Microarrays | John D. Cook

Microarray technology makes it possible to examine the expression levels of thousands of genes at once. So one way to do cancer research is to run microarray analyses on cancer and normal tissue samples, hoping to discover genes that are more highly expressed in one or the other. If, for example, a few genes are highly expressed in cancer samples, the proteins these genes code for may be targets for new therapies.

For numerous reasons, cancer research is more complicated than simply running millions of microarray experiments and looking for differences. One complication is that false positives are very likely.

A previous post gives a formula for the probability of a reported result being true. The most important term in that formula is the prior odds R that a hypothesis in a certain context is correct. John Ioannidis gives a hypothetical but realistic example in the paper mentioned earlier (*). In his example, he supposes that 100,000 gene polymorphisms are being tested for association with schizophrenia. If 10 polymorphisms truly are associated with schizophrenia, the pre-study probability that a given gene is associated is 0.0001. If a study has 60% power (β = 0.4) and significance level α = 0.05, the post-study probability that a polymorphism determined to be associated really is associated is 0.0012. That is, a gene reported to be associated with schizophrenia is 12 times more likely to actually be associated with the disease than a gene chosen at random. However, the bad news is that 12 times 0.0001 is only 0.0012. There’s a 99.8% chance that the result is false.

The example above is extreme, but it shows that a completely brute-force approach isn’t going to get you very far. Nobody actually believes that 100,000 polymorphisms are equally likely to be associated with any disease.
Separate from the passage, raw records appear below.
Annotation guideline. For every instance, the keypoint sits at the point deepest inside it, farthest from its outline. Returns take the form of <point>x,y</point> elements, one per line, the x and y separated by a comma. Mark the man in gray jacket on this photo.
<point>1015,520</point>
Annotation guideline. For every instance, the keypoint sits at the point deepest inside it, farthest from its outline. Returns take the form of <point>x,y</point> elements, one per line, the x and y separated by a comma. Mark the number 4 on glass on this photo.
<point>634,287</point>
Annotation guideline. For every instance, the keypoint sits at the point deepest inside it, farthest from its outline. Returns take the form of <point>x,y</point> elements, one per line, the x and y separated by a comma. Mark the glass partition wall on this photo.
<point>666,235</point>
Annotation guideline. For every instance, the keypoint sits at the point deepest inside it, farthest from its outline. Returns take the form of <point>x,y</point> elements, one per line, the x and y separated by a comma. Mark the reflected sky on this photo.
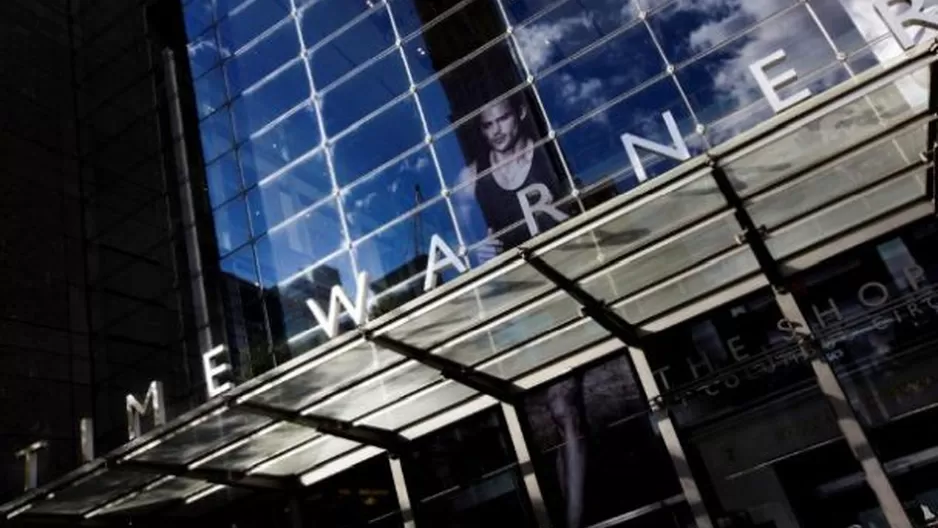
<point>315,122</point>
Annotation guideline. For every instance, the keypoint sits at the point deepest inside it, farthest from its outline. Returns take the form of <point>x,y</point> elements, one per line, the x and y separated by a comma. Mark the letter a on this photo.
<point>437,246</point>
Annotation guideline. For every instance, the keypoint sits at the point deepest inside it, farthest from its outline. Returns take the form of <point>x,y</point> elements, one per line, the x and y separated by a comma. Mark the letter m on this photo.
<point>337,298</point>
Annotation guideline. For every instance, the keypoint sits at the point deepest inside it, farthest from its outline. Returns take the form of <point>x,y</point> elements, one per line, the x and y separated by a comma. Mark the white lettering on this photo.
<point>212,372</point>
<point>437,246</point>
<point>771,86</point>
<point>136,410</point>
<point>679,151</point>
<point>900,20</point>
<point>544,204</point>
<point>358,311</point>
Biological information makes it possible to narrow down the list of things to test, increasing the value of R. Suppose it were possible to narrow the list down to 1,000 polymorphisms to test, but a couple important genes were left out, leaving 8. Then R increases to 0.008. Now the probability of a reported association being correct increases to 0.088. This is a great improvement, though reported results are still have more than a 90% chance of being wrong.

(*) John P. A. Ioannidis, Why most published research findings are false. CHANCE volume 18, number 4, 2005.